Maddalena ha visto oltre. Dopo aver lavorato per cinque anni in Belgio in un’azienda molto grande è poi tornata nelle Dolomiti italiane con la voglia di produrre una bevanda che ha radici nel territorio e dare il via ad una nuova start up.

Più di altri lei voleva fermentare e utilizzare essenze povere, ingredienti dimenticati, wild e feral – selvagge e umili come pepe garofanato, ginepro, alloro…come recitano le bottiglie dal packaging accattivante e curato.

Le bottiglie di vetro, nate da sapienti menti e mani attente, pur non contenendo alcol, non hanno niente da invidiare a famosi vini come il Rodengo che circondano il territorio ai piedi dei monti tra Trento e Bolzano dove sorge Feral Drinks.

Dietro c’è un sapere nient’affatto scontato né banale.

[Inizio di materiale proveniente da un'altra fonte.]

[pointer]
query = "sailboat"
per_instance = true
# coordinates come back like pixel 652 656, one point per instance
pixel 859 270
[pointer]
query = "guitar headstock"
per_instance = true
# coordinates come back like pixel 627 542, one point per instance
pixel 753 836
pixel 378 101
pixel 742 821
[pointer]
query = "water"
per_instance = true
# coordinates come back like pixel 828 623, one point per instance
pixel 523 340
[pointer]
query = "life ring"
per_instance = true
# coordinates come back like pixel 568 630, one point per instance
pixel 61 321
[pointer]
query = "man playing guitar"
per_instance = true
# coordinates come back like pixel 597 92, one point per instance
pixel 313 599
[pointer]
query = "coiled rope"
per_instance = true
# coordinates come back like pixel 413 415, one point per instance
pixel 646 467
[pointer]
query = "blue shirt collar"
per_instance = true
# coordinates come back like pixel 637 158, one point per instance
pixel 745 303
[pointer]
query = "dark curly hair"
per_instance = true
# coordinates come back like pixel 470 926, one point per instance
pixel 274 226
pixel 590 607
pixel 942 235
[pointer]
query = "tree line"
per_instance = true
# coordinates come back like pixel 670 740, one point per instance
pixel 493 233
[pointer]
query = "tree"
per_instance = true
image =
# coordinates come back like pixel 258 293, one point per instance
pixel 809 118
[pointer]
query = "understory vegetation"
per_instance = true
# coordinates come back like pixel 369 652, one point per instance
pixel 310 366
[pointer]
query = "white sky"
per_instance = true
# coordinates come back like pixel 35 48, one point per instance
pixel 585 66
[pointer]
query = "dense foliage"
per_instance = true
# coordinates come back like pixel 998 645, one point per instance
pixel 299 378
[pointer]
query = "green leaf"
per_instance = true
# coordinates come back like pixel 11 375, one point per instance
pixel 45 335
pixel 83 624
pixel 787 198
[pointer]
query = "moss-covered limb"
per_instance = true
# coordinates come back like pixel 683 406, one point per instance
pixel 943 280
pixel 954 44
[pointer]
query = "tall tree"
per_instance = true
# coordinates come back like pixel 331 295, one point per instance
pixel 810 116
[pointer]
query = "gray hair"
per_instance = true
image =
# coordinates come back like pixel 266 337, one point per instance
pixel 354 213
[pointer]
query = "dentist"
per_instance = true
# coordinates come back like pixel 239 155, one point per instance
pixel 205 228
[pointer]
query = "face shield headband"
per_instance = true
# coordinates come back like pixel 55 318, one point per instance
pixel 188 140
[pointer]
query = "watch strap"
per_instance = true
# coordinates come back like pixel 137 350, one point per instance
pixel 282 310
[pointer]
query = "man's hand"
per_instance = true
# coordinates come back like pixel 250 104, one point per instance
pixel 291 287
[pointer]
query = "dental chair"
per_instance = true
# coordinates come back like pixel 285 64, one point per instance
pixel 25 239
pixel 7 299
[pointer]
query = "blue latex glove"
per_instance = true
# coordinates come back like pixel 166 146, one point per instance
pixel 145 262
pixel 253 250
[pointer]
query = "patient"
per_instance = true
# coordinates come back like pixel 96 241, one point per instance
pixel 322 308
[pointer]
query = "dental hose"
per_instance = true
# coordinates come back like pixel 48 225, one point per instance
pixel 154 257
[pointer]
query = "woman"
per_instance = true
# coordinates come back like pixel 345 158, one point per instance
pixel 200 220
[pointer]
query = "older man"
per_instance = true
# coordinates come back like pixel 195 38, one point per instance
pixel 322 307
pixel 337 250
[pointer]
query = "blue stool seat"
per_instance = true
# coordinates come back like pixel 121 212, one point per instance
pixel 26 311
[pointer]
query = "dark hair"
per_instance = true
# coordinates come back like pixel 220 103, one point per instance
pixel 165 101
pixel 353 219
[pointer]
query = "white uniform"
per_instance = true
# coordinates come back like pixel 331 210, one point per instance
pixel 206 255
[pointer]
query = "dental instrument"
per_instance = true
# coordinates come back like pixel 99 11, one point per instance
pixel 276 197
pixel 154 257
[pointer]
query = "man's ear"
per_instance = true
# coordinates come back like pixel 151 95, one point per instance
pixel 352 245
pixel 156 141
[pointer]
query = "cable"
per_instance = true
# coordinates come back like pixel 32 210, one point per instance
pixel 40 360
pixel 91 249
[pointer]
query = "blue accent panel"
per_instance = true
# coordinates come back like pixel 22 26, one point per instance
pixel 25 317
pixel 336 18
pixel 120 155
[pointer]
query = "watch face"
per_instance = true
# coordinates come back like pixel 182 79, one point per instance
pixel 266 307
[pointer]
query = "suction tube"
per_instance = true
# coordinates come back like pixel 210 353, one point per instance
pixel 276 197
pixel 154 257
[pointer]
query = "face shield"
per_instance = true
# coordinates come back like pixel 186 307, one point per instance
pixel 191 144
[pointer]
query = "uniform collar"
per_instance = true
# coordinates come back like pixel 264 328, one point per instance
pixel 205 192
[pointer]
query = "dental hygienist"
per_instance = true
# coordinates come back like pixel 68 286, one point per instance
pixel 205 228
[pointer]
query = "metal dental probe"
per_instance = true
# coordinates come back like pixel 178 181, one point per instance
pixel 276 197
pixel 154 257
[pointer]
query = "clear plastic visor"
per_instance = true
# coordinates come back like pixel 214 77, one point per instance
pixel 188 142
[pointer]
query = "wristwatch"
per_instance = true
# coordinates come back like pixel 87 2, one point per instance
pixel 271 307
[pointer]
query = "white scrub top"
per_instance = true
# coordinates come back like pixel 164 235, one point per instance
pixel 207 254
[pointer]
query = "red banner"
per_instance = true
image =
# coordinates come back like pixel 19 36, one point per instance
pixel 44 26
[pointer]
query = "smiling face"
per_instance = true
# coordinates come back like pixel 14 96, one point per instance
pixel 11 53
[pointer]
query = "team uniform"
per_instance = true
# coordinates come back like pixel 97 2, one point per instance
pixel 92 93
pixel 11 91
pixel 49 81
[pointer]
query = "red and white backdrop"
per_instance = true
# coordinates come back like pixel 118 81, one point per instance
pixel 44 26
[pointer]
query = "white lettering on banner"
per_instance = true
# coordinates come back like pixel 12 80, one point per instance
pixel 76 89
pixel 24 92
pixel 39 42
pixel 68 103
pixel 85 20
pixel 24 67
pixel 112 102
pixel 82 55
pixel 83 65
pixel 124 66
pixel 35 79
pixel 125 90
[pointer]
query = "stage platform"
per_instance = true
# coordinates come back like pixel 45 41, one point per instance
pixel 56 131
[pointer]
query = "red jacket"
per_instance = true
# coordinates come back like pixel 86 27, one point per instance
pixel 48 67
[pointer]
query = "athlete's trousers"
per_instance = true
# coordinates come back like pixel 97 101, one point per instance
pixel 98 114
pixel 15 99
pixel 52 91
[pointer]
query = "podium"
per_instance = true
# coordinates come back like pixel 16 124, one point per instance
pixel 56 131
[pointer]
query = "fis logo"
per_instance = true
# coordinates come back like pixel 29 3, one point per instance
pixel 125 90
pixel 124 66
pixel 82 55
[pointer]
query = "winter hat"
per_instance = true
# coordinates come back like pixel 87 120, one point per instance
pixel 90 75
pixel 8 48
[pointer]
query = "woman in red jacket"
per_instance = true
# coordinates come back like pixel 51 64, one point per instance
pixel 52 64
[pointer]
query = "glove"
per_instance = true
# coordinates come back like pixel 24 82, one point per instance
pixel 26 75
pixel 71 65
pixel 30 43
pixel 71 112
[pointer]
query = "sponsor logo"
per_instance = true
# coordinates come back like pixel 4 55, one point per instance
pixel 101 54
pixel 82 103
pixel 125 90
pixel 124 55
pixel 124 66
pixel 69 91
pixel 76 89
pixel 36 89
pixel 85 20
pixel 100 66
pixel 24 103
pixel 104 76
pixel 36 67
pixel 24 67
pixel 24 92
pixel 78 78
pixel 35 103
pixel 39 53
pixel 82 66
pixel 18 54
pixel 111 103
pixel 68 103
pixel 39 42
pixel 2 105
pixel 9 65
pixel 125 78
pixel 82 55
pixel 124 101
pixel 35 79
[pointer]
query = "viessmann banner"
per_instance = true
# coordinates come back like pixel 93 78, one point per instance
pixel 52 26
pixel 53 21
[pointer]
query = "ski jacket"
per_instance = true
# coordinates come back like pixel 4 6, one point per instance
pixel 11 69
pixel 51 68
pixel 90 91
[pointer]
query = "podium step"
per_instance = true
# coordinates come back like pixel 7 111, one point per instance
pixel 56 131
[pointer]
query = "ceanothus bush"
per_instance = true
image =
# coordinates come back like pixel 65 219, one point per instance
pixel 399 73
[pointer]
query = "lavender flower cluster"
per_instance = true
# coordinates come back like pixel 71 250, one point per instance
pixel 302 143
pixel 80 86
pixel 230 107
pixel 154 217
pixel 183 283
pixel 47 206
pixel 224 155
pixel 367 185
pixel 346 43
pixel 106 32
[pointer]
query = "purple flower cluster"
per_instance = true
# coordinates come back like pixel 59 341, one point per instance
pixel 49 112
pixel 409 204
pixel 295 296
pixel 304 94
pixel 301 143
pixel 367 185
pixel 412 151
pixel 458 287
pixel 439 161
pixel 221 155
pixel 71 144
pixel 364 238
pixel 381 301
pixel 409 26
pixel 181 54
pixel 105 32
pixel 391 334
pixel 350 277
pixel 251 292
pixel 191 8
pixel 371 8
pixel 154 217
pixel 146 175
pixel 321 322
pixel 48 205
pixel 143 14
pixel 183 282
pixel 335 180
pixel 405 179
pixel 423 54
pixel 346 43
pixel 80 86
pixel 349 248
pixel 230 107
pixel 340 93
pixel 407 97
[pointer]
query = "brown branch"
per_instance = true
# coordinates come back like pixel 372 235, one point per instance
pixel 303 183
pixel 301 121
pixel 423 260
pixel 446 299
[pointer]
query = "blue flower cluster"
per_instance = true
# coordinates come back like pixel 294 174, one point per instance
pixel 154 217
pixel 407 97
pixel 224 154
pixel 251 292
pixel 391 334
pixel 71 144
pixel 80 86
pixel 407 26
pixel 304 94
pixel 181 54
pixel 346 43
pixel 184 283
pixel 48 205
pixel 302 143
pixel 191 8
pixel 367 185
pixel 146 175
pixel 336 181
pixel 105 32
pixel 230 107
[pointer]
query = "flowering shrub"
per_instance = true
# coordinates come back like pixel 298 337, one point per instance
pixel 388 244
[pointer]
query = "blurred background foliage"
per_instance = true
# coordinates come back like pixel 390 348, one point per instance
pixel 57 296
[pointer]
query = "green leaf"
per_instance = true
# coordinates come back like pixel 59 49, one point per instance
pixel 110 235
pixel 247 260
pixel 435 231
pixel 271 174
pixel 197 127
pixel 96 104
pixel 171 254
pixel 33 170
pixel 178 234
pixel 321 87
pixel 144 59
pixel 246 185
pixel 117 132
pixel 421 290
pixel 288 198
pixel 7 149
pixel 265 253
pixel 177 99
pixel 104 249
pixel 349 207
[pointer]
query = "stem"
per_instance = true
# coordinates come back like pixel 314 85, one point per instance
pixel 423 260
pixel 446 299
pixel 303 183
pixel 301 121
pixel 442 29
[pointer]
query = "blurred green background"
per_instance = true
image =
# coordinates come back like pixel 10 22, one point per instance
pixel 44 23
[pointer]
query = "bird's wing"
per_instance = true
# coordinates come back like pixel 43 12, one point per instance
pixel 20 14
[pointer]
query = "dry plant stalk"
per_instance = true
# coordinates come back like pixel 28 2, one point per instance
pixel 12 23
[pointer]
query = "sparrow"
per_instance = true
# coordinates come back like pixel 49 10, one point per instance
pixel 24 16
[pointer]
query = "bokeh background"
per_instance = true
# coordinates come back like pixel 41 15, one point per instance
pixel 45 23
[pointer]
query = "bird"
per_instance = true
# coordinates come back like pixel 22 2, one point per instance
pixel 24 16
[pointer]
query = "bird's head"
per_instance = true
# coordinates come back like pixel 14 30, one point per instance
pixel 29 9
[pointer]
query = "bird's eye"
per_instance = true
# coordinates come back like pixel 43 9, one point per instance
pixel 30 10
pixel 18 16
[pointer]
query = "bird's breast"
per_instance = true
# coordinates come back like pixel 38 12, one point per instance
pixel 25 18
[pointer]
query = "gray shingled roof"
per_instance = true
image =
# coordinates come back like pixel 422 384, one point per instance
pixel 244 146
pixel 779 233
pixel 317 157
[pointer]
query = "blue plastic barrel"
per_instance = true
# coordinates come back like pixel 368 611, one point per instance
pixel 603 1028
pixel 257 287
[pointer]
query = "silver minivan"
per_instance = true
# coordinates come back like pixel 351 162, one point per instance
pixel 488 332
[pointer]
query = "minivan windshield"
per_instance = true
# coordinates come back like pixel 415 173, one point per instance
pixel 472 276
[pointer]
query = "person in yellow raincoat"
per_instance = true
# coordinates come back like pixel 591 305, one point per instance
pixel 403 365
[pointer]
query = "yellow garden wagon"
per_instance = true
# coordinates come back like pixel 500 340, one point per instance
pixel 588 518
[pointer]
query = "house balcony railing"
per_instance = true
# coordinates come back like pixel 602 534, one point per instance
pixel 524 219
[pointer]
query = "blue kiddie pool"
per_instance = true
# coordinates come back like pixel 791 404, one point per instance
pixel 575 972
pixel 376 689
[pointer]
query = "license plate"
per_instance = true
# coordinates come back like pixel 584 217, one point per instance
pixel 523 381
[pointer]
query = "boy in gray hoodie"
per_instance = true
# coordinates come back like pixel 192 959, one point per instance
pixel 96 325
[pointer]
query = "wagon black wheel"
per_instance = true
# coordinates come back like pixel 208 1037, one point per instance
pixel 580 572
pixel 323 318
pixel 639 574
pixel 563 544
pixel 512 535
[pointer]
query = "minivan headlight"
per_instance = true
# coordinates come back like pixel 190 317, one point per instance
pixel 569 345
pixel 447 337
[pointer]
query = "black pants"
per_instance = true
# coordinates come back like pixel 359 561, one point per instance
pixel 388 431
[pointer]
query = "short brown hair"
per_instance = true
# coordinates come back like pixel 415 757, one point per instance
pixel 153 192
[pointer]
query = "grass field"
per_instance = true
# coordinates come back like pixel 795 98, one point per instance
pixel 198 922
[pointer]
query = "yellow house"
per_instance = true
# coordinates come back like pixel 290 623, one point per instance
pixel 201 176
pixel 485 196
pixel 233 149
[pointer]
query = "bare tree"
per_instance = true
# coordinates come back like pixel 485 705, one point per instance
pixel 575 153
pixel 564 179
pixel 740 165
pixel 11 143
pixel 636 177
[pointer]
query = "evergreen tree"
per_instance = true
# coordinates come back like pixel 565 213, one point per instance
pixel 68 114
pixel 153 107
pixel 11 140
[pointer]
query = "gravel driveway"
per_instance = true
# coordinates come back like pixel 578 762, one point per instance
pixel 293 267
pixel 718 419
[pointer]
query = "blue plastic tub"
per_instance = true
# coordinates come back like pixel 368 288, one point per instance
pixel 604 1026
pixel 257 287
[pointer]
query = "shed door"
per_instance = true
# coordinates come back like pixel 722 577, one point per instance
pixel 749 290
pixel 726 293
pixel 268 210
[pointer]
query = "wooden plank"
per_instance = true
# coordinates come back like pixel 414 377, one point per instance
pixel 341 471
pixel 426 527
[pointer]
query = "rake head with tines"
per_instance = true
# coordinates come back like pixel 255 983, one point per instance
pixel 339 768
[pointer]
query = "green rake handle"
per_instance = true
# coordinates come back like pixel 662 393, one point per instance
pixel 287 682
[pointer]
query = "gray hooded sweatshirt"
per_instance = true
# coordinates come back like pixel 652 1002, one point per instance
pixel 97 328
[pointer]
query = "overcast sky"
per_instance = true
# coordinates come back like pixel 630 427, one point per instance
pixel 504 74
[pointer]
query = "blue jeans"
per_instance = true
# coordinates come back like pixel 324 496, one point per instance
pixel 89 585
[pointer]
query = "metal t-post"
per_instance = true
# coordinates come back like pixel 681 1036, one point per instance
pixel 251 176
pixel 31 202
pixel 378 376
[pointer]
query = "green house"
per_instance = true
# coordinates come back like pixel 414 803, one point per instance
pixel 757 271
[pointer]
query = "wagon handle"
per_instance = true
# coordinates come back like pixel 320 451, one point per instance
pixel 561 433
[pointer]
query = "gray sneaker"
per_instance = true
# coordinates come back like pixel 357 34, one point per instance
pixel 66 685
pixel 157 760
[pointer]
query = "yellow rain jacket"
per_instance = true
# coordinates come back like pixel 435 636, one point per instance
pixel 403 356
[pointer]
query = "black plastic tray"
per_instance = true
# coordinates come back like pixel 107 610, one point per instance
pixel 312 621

Le spezie usate sono certificate “bio”, la start up è giovane, età media 33 anni e con pochi addetti. Se Maddalena è la mente, Silvia si occupa di comunicazione, marketing e di vendita nazionale, Maite è la director, Beatrice cura le vendite estere, a Sebastiano compete la ricerca di nuove ricette e lo sviluppo di prodotti, Andrea è responsabile di produzione, Davide e Franco si occupano di produttività, Giorgia del controllo qualità della produzione.

Nessuno di loro disprezza il vino, al contrario alcuni sono sommelier e c’è uno scambio di saperi che non ha uguali.

“La strada è ancora lunga – ci racconta Silvia – quasi sicuramente c’è spazio per entrambi i prodotti, il vino e i nostri fermentati. “

Il mercato? Il fatturato è in crescita e il Nord Europa abbraccia i nuovi fermentati Feral. Germania, Olanda, Belgio, Svizzera ed Austria non solo sono vicine, soprattutto apprezzano.